Let $(E,d)$ be a metric space.

• A sequence $(u_n)_n\in E^\mathbb{N}$ converges to $l\in E$ if for all $\varepsilon >0$, there exists $N\in \mathbb{N}$ such that $d(u_n,l)<\varepsilon$.
  I could also say that for any open subset $U$,
  $l\in U \Rightarrow \exists N, u_n\in U, \forall n\ge N$.

I understand that this notion of convergence is topological in the sense it depends only on the topology of $E$.

• A sequence $(u_n)_n\in E^\mathbb{N}$ is said to be a Cauchy sequence if for all $\varepsilon >0$, there exists $N\in \mathbb{N}$ such that for all $p,q\ge N$, $d(u_p,u_q)<\varepsilon$.
  Here I could say for any open subset $U$,
  $0\in U \Rightarrow \exists N, u_n-u_p \in U, \forall n,p\ge N$.

Yet I do not understand why this notion of Cauchy sequence is not topological, that is we cannot define it onyl from the open sets of $E$ ?

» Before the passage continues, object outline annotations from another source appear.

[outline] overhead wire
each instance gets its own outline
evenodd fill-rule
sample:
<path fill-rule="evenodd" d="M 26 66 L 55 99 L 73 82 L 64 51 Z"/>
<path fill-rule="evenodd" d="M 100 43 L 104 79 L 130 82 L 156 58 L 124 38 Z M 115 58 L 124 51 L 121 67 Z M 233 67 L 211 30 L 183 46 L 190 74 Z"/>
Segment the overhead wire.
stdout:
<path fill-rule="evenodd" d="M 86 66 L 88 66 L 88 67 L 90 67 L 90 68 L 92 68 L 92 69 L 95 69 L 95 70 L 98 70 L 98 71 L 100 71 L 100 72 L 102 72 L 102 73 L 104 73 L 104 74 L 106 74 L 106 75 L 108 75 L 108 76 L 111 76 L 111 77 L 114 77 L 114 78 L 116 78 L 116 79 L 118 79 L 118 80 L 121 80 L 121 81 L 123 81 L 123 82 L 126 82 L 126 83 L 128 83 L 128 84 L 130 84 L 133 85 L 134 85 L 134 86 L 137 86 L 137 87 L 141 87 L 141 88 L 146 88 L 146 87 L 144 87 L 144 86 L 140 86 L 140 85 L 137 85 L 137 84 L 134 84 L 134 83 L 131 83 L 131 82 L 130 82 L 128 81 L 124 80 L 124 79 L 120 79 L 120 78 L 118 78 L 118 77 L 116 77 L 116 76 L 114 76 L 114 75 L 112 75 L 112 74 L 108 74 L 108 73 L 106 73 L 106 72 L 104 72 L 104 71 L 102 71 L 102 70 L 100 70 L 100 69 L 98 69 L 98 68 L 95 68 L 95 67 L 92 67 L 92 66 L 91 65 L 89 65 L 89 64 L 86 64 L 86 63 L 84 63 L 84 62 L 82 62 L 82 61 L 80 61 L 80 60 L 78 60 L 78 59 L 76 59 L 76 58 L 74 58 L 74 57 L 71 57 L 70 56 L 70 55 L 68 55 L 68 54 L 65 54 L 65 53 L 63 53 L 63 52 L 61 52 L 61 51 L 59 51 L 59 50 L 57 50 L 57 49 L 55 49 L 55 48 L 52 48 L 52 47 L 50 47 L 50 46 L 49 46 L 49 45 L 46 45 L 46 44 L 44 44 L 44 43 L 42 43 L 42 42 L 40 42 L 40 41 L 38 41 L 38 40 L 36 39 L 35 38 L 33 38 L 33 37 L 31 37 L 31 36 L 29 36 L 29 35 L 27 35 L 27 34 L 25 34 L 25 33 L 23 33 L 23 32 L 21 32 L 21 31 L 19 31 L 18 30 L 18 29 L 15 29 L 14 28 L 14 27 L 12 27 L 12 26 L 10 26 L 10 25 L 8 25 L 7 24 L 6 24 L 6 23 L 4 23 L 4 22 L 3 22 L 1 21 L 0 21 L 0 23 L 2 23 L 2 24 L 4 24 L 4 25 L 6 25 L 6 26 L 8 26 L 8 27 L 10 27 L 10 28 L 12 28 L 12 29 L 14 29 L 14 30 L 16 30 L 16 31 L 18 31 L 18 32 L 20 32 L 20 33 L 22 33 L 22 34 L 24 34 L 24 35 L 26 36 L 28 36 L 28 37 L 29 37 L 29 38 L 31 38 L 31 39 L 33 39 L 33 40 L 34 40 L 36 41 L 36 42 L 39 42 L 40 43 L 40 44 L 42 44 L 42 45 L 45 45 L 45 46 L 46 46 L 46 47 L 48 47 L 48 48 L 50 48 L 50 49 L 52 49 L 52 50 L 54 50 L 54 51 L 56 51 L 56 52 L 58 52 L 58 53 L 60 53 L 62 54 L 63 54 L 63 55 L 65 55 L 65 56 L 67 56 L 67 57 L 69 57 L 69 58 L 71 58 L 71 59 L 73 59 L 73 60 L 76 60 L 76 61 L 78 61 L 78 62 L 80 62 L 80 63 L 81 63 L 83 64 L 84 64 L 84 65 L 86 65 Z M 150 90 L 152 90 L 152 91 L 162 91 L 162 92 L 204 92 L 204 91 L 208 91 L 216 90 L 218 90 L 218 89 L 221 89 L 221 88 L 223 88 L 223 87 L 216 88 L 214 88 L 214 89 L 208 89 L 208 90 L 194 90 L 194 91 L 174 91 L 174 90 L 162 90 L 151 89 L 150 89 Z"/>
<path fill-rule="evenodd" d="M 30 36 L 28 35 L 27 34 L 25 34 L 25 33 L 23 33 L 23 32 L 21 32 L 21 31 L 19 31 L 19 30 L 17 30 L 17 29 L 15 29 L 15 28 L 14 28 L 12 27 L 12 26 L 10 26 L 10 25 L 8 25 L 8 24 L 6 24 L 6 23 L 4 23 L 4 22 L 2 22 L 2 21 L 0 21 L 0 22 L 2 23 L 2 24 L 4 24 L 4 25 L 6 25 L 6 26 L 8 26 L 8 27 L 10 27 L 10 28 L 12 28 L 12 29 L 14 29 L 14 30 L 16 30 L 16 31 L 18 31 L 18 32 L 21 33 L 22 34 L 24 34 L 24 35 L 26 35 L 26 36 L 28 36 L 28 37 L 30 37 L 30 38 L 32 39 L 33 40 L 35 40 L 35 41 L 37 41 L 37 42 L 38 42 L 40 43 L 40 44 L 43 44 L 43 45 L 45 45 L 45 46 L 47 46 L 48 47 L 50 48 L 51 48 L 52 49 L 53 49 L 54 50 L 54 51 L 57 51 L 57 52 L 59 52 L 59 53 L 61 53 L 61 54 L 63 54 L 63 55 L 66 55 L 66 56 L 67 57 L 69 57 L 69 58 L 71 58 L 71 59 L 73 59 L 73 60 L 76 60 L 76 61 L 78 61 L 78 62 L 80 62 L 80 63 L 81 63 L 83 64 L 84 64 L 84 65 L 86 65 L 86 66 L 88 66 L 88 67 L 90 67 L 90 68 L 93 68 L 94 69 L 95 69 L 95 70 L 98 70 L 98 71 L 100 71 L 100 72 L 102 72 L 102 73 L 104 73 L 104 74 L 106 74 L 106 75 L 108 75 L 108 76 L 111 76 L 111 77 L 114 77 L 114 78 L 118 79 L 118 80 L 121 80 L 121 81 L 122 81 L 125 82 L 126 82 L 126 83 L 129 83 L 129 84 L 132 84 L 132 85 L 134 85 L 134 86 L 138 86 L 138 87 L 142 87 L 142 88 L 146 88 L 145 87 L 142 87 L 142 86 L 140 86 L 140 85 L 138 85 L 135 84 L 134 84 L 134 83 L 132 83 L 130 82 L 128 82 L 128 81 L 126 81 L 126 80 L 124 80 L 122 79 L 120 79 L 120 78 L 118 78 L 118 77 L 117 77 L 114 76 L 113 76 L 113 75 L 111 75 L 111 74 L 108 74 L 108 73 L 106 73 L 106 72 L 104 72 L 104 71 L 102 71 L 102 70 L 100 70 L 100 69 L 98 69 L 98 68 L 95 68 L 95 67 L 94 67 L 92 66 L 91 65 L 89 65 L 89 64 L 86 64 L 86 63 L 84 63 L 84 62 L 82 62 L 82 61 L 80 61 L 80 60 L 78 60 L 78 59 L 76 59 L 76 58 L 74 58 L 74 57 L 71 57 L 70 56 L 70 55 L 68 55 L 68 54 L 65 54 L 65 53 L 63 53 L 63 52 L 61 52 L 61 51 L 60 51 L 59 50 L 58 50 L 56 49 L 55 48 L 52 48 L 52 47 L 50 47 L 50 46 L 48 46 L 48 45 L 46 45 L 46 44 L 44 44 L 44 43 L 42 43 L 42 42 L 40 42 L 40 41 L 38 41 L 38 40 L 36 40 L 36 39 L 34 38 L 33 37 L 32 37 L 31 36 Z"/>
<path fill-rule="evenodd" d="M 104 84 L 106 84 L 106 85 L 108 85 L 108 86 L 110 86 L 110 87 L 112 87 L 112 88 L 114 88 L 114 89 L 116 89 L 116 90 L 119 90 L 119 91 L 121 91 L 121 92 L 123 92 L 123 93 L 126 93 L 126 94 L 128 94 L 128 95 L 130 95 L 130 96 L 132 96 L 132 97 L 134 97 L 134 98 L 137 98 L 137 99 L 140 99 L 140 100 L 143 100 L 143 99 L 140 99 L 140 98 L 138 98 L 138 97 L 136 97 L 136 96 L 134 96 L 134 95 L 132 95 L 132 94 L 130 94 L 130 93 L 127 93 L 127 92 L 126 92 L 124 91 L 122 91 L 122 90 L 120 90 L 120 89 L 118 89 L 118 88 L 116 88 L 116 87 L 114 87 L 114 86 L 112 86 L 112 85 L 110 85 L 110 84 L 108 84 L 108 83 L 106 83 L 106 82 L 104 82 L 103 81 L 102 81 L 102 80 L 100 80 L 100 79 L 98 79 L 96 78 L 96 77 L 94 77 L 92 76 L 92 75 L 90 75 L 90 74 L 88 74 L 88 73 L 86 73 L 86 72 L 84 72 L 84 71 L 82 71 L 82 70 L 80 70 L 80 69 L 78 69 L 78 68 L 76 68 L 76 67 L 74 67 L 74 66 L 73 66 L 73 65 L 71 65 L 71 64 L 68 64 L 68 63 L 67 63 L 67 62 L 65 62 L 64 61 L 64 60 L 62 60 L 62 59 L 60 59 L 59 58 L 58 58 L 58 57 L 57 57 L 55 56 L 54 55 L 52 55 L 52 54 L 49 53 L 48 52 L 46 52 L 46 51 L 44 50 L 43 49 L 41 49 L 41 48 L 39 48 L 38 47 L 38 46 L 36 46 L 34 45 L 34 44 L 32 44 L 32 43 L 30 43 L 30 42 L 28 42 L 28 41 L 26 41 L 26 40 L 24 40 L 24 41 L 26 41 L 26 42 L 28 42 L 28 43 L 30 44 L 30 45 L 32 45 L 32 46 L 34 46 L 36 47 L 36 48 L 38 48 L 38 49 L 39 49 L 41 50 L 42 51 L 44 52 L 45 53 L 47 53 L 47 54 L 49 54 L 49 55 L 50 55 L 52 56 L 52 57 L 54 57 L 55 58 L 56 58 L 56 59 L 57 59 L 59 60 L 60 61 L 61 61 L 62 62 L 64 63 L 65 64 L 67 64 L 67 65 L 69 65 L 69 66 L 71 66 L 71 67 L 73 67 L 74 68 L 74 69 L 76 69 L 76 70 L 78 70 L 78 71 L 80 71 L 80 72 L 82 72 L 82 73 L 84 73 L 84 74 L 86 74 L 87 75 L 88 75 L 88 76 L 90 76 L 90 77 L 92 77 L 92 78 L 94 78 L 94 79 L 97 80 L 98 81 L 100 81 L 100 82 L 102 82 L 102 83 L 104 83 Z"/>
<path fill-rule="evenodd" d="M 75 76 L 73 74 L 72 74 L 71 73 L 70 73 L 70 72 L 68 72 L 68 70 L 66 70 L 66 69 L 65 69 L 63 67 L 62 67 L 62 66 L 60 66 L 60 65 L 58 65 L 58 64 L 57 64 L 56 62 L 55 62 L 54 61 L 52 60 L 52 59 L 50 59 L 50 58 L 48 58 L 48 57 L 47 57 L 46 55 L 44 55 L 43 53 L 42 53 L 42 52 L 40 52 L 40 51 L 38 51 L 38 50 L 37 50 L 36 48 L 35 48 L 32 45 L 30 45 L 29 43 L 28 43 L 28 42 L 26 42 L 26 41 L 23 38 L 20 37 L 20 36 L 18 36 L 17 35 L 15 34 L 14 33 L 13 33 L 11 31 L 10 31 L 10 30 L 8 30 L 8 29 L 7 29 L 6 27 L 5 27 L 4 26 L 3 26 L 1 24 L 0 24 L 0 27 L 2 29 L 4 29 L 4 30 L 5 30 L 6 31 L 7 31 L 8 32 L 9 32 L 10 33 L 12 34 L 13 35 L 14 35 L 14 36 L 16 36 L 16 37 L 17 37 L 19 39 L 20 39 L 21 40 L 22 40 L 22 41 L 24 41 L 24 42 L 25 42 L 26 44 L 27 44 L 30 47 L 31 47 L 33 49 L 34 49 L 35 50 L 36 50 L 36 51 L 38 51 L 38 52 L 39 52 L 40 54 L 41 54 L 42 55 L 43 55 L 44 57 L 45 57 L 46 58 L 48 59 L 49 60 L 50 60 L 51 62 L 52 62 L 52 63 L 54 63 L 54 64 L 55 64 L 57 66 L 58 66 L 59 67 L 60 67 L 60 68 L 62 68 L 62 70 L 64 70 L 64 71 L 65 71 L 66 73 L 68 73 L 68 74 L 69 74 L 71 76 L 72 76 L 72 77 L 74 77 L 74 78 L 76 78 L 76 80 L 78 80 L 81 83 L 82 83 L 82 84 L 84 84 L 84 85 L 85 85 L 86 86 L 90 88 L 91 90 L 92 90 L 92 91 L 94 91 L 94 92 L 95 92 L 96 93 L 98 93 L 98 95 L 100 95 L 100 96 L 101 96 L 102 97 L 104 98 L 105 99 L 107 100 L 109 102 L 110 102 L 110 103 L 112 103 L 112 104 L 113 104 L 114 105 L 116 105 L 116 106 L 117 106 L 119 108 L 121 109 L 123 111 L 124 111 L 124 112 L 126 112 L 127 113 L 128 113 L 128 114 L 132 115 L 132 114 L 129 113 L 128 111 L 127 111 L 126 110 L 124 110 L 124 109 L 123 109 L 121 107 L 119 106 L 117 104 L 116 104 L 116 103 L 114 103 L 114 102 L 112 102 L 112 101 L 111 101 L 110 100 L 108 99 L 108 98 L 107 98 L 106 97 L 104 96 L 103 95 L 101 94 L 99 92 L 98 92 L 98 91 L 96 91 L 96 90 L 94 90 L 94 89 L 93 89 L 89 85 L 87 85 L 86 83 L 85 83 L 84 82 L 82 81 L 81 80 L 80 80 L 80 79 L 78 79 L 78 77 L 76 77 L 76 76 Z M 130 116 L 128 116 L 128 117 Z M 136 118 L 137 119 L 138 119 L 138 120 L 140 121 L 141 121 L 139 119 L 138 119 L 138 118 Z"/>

I am trying to understand this with the fact that a convergent Cauchy sequence may not be converging in $E$. In that case, the limit could not be characterized with open sets of $E$. That would be the reason ?

Answer 1

On $(0,\infty)$, consider the usual distance $d_1$ ($d_1(x,y)=|x-y|$) and the distance $d_2$ defined by $d_2(x,y)=|\log(x)-\log(y)|$. These distances are equivalent (that is, they induce the same open sets), and therefore a sequence of elements of $(0,\infty)$ converges in $\bigl((0,\infty),d_1\bigr)$ if and only if it converges in $\bigl((0,\infty),d_2\bigr)$.

However, the sequence $\left(\frac1n\right)_{n\in\Bbb N}$ is a Cauchy sequence in $\bigl((0,\infty),d_1\bigr)$, but not in $\bigl((0,\infty),d_2\bigr)$.

So, the knowledge of the open subsets of a metric space $(X,d)$ is not enough to know its Cauchy sequences.